Republican lawmakers this week moved to rebuke three Tampa-area leaders for dining with Cuban diplomats at the beginning of March. But House Democrats questioned the timing of a resolution of condemnation introduced on Monday.

After filing the resolution (SR 1728), Sen. Jay Collins, R-Tampa, led a contingent in the Capitol courtyard to call out Tampa City Council member Guido Maniscalco, Hillsborough County School Board member Karen Perez and Hillsborough County Clerk of Court Cindy Stuart for having dinner at the upscale Mise en Place restaurant with a Cuban ambassador and other officials from the communist-run country.

The Senate resolution says “it is inexcusable that these officials would break bread with members of an oppressive and tyrannical government.”

Collins called it “unacceptable” and “out of touch” to meet with any Cuban government officials.

“We here in the free state of Florida have nothing to gain from meeting with the leadership of that totalitarian regime,” Collins said.

House Minority Leader Fentrice Driskell, D-Tampa, supported the sentiment of denouncing Cuba’s government but struggled to understand the timing or effectiveness of the resolution.

“Why they’re bringing it up now is beside me, except that maybe they want to use it as a distraction from the bad legislation that’s being passed out of Tallahassee,” Driskell said during a conference call with reporters.

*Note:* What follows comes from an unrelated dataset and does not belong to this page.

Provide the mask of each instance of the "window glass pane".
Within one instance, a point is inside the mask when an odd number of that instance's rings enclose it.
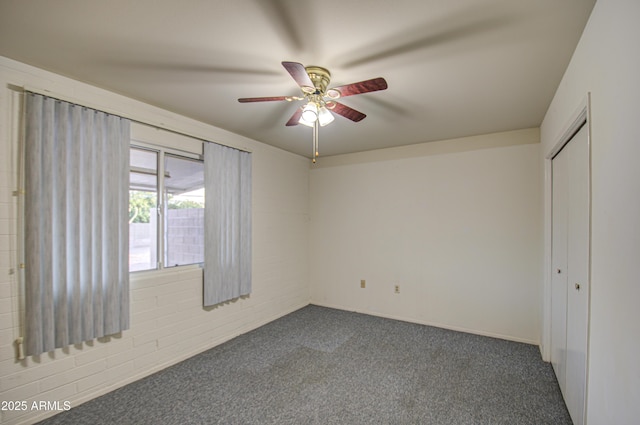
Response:
[[[204,165],[165,154],[165,266],[204,261]]]
[[[131,148],[129,173],[129,271],[158,264],[158,153]]]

Driskell went on to support engaging in diplomatic talks if it can help Cuban people oppressed by their government.

“Even when it came to ending the Cold War, it took diplomacy,” Driskell said. “It took having some sort of communication with the other side.”

Last year, the Biden administration reversed some Trump-era policies on Cuba, including resuming flights, family reunifications and remittances.

AD WARS

House Republican leaders are looking to shift funding for Visit Florida from the state to local tourist-development organizations. Senate Democrats say that might not be such a bad idea.

Sen. Jason Pizzo, D-Hollywood, and Minority Leader Lauren Book, D-Plantation, raised concerns that marketing money from Visit Florida, which is led by former Republican Sen. Dana Young, could be seen as a “slush fund” to recruit GOP voters.

Pizzo said if the state agency markets primarily through conservative avenues, the result would be more conservative tourists. If some are enticed to move to Florida, it would bolster Republican voting ranks.

“You may see a Florida tourism ad that is placed in a Thursday Wall Street Journal or on Fox News, not necessarily on MSNBC,” Pizzo said.

But Pizzo added that a “bittersweet” upside of the House’s change could be more marketing decisions by Broward County and Orlando tourism agencies. Those are heavily Democratic areas, so “It might not be so horrible,” Pizzo said.

TWEET OF THE WEEK: “More parents involuntarily drafted into the exclusive club of burying their children in a box because they sent them to school. The first line in the Parents Bill of Rights, should be the right to get your kid back.” — U.S. Rep. Jared Moskowitz, D-Fla., after a school shooting in Nashville killed three children and three adults.